In this scenario, farms would require a larger workforce of skilled labor, because growing crops sustainably requires more knowledge, attention, and care than the “assembly-line” techniques of today. The industrial model of agriculture used to grow most crops in the United States often entails enormous fields of a single, annual species, large quantities of pesticides and artificial fertilizer, and off-site management.
In contrast, sustainable agriculture treats a farm like what it is—an ecosystem. It often involves planting different kinds of plants together, sparking interactions that reduce the need for pesticides and fertilizer. The industrial model may be more efficient when huge amounts of farmland are owned by one company and the costs of externalities–like dying rural economies, soil and water depletion, and public health costs from climate change and pollution are not paid for. The sustainable model, however, actually produces more food per dollar when these costs—which are measurable—are taken into account. In addition, if most crops were produced on small or medium farms, agriculture would employ more skilled labor and operate more efficiently.

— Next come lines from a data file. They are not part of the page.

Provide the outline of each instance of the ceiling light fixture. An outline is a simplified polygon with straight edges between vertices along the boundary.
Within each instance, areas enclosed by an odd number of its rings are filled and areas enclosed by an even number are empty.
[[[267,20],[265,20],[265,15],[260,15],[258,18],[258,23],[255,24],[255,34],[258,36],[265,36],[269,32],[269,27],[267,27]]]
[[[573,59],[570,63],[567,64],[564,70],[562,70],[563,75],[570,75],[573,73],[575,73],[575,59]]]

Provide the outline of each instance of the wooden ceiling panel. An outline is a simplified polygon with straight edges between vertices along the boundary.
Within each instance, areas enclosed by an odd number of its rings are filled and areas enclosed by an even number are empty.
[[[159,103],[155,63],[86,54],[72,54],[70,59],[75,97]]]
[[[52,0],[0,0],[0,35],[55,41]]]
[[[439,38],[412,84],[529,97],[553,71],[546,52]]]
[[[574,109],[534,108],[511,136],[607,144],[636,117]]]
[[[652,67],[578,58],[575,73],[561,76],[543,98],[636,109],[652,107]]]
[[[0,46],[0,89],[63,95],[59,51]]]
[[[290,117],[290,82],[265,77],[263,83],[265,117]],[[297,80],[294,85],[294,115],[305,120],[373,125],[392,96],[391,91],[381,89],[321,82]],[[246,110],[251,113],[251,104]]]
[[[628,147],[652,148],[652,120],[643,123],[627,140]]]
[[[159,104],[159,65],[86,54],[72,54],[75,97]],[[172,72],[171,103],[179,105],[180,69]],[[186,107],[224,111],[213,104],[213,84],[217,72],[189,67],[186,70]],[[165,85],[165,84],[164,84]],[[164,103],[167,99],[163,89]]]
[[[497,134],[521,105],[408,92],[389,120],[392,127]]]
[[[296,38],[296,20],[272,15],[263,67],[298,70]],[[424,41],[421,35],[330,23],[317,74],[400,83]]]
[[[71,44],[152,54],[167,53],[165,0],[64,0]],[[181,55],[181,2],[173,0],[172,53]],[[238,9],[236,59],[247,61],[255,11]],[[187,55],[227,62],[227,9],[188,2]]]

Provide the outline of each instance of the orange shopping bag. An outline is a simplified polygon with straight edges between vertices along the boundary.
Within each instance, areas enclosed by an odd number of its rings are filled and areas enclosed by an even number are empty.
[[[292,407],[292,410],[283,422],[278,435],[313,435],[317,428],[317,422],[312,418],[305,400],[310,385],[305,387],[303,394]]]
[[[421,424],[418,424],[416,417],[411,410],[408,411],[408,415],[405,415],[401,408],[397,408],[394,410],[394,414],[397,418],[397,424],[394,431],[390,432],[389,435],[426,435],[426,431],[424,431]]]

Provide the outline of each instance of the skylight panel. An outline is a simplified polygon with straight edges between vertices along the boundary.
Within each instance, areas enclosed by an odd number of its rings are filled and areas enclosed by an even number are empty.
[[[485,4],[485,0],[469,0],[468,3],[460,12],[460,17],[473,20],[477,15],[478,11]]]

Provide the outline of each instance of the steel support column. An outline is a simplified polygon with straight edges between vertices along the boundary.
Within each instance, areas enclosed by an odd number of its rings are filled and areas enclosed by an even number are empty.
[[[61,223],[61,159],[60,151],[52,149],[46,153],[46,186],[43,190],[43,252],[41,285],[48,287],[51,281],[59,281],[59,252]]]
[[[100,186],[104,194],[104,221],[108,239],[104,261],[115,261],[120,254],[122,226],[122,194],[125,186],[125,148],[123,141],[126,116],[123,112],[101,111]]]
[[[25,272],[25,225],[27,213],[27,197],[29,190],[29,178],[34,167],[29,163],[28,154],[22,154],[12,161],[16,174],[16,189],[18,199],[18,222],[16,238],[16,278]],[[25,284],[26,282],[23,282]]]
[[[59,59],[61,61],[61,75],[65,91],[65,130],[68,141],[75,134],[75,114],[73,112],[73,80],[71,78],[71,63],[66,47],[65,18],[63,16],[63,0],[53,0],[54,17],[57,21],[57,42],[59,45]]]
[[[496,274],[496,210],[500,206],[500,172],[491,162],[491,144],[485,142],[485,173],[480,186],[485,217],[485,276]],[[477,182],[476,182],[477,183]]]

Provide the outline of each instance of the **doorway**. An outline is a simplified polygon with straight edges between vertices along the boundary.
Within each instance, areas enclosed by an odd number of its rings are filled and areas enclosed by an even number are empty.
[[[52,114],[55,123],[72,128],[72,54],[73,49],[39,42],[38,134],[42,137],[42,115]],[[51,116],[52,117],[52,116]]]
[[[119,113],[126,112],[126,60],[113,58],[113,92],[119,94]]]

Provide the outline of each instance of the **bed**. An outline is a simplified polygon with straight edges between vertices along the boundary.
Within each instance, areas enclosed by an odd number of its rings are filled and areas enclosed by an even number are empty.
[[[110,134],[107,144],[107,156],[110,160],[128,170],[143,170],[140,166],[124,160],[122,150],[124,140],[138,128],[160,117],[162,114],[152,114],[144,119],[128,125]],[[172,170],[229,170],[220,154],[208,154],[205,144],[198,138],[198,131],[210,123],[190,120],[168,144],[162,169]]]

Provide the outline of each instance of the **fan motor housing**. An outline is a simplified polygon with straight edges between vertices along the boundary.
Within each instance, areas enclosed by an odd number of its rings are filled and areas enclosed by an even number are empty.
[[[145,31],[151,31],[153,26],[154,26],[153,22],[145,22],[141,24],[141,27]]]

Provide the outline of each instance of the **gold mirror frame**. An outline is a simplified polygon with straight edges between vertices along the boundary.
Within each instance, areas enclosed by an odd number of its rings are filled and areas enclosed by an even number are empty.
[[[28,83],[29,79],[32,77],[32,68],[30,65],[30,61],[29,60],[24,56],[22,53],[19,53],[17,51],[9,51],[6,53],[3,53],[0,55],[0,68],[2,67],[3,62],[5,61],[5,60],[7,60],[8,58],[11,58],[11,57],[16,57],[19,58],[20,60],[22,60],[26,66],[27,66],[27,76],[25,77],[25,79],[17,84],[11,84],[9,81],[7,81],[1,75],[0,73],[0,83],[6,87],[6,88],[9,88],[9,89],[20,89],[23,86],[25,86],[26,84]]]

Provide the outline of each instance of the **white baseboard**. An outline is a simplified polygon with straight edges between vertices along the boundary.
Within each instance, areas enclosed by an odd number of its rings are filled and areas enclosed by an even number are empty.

Experts believe this transition will never happen if the large agribusiness companies that have come to control most of the market continue to make record profits and hold powerful political sway. The high profitability of these concentrated, industrial agricultural companies is dependent on paying farmworkers poverty-level wages. So by fighting for improved conditions and higher wages for farmworkers, we are fighting for more sustainable agriculture, and vice versa.
The story of sustainable agriculture and the consequences of its implementation is as large and multifaceted as an ecosystem itself. Nonetheless, due to the very serious issues outlined at the beginning of this article, and the many solutions provided by sustainability, it is a story to which all of us may soon need to pay more attention.